The Rhetoric of the Op-Ed Page: Ethos, Pathos, and Logos
Three Ways to Persuade (John R. Edlund)
"A Change of Heart about Animals" (Jeremy Rifkin, Los Angeles Times)
Letters to the editor in response to "A Change of Heart about Animals"
"Hooked on a Myth: Do fish feel pain? A biologists says we shouldn't be so quick to believe they don't" (Victoria Braithwaite, Los Angeles Times)
"Of Primates and Personhood: Will According Rights and 'Dignity' to Nonhuman Organisms Halt Research?" (Ed Young, online resource)

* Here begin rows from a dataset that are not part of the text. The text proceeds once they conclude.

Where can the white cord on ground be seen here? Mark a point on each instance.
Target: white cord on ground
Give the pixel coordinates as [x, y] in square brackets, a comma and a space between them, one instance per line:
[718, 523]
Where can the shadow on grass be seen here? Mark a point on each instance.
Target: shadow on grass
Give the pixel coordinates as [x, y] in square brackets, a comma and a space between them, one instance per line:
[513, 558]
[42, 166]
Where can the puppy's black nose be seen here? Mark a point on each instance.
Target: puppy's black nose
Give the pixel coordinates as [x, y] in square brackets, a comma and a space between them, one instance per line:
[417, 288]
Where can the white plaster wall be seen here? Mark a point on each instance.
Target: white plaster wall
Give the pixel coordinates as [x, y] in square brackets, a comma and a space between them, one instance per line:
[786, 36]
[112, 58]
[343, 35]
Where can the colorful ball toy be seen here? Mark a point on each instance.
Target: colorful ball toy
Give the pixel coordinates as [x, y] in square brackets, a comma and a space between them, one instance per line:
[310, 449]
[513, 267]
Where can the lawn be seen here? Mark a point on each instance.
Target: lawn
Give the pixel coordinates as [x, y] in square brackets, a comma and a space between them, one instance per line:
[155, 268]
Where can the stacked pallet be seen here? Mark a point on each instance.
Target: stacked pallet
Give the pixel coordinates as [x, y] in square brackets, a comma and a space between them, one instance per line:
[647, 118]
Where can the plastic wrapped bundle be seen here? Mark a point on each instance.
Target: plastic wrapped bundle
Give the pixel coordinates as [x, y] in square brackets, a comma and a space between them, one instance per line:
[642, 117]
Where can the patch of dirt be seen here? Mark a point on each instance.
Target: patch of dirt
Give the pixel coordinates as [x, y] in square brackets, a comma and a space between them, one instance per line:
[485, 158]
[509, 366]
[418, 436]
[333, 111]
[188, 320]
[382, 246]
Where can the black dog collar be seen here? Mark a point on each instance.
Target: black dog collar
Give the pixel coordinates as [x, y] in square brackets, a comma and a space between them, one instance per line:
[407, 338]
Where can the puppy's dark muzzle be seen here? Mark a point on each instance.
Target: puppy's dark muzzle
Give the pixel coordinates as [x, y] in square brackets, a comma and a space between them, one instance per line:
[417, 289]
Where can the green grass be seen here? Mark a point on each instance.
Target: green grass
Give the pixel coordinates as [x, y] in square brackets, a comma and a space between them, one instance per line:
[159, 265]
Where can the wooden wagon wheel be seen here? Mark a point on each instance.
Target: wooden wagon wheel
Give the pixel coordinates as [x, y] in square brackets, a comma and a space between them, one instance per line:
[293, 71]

Module Description and Background: This assignment sequence uses five texts. “Three Ways to Persuade” presents the Aristotelian concepts of ethos, logos, and pathos in an accessible way so students can understand and use these concepts in their own writing and rhetorical analysis. This text is used to prepare students to analyze “A Change of Heart About Animals,” which presents summaries of a number of scientific studies of animal behavior and argues that science is showing us that animals are far more like humans than we used to think. The article presents scientific research, representing logos, in such a way that our emotions are engaged and our ethics challenged. The letters in response to the Rifkin article take opposing views and offer opportunities for further discussion. Victoria Braithwaite’s “Hooked on a Myth: Do Fish Feel Pain?” presents scientific evidence and arguments that fish in fact have the same kinds of pain receptors as humans, but that we treat them differently from other animals because we are less able to empathize with them. Braithwaite is a scientist drawing conclusions from research in her own lab, so her ethos is more substantial than Rifkin’s. Finally, “Of Primates and Personhood: Will According Rights and ‘Dignity’ to Nonhuman Organisms Halt Research?” an online article by Ed Yong, explores some of the possible consequences of granting rights to great apes and some of the divisions in the animal rights community. Newspaper editorials and the letters to the editor they inspire are crucial factors in the development of public policy. Although many people today get their news from television, networks and television stations rarely take editorial positions on issues or offer arguments to support a particular view. Radio talk shows offer many strongly held opinions, but little reasoning or evidence. The editorial boards of major newspapers take stands on issues and present arguments and evidence. They also print editorials and opinion pieces by other writers and provide a forum for citizens to respond. If students are to learn to participate in a democratic society by forming and supporting their own opinions and evaluating the opinions of others, the op-ed pages of the newspaper are an essential resource.